Eugene considered giving King Leopold a Look, but thought better of it- and not only because a Look didn't really work when one was lying on the sofa draped in a purple blanket that Rapunzel had taken off her bed (which held her smell, like meadows in summer and mead, but that was a distraction), not to mention Queen Lotte sitting almost on his feet, having almost but not quite condescended to give up the sofa to him.

"Madam, I think your husband's mocking me."

"Yes dear. He's allowed to do that. He's the king."

"Well that's just tyranny."

"Is it? Good, I'll do it whenever I like then."

"Boys… don't start."

"I'm not starting anything." Eugene pulled up the blanket and folded his arms.

"Me neither." The king raised the book that he was pretending to read again.

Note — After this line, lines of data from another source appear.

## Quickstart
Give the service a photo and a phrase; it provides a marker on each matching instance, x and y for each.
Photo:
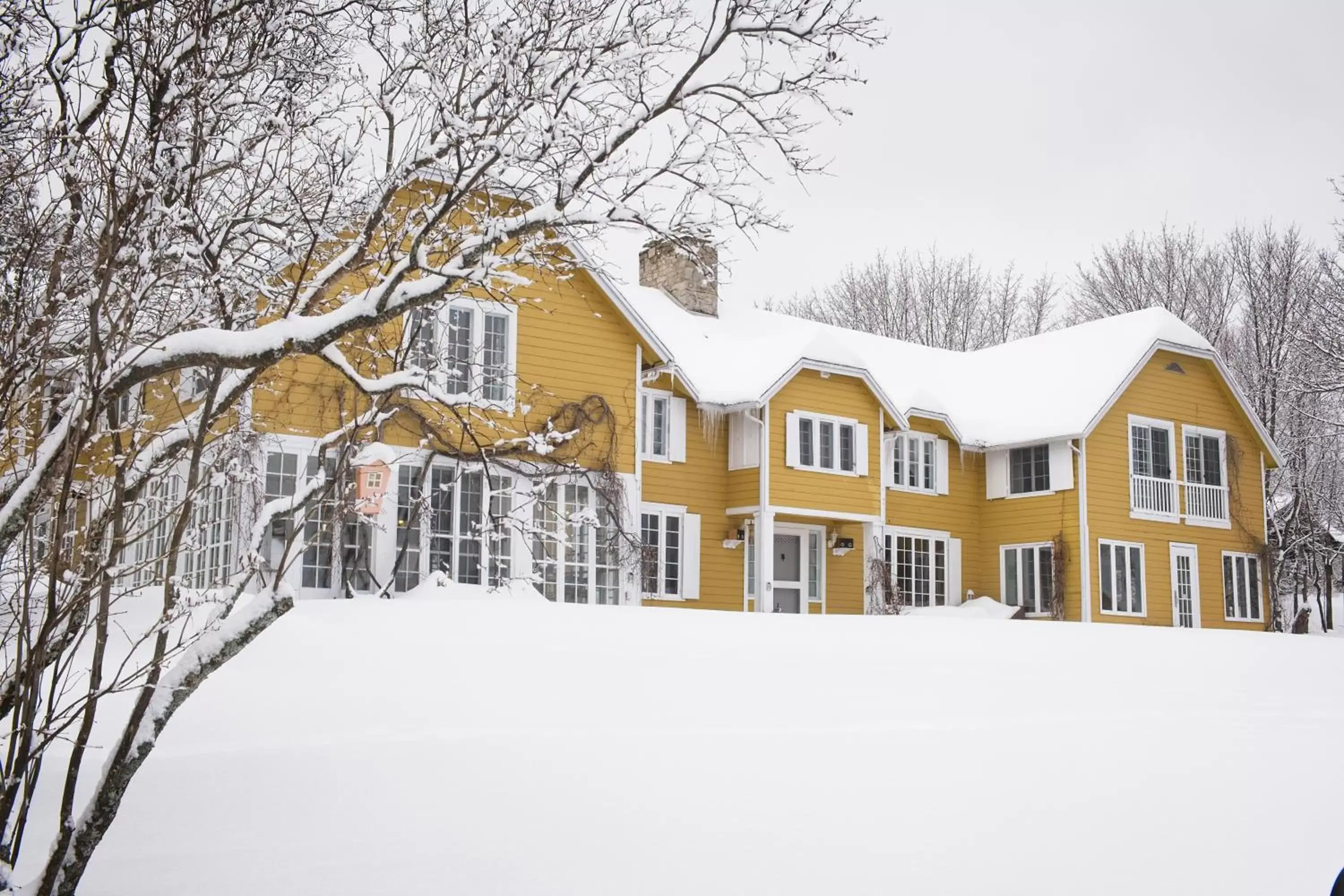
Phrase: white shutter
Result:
(955, 594)
(691, 556)
(941, 470)
(791, 439)
(1061, 466)
(676, 429)
(996, 474)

Rapunzel looked from one to the other, blinking.

"So you two are alright, then?"

"Don't worry, darling. They don't hurt each other. When they're well-matched, it's just a game. And Leopold, don't get Eugene agitated. He isn't well. Psychosomatic symptoms are real, you know."

"..cyclo-semantic… what?"

"Experiences of illness that are generated from the mind but experienced in the body, is that right, Lotte?"

"Very good."

"Well, there you are, I do learn eventually. Would I fit in in Arendelle, my love?"

"Of course you would. It's only very amateur understanding of the science. And anyway, my brother didn't have any great interest in it. I don't think he found it useful."

"Your brother…" Eugene put his arm round Rapunzel's waist, the better to lead her into snuggling beside him, fever or none. "-the King of Arendelle?"

"That's right. Little Agdar was more mathematical. When he was older we used to spend hours playing What is Time, Professor Wolf? Professor Heinz Wolf would come round for the evening and we would sneak up from behind asking him questions about the physics of time and space- and when we came within range he had to try to catch and eat us."

"I think I would like to meet King Agdar."

"So would I." Queen Lotte frowned intensely into her embroidery. "I haven't seen him in more than fifteen years; Leopold and I couldn't travel and Agdar has two daughters, about fifteen and twelve now, and the oldest, as I understand it she's been fragile, somehow, since she was a child. She can't travel and so none of them do. But that's the past. You'll meet them all, I'm sure. Soon."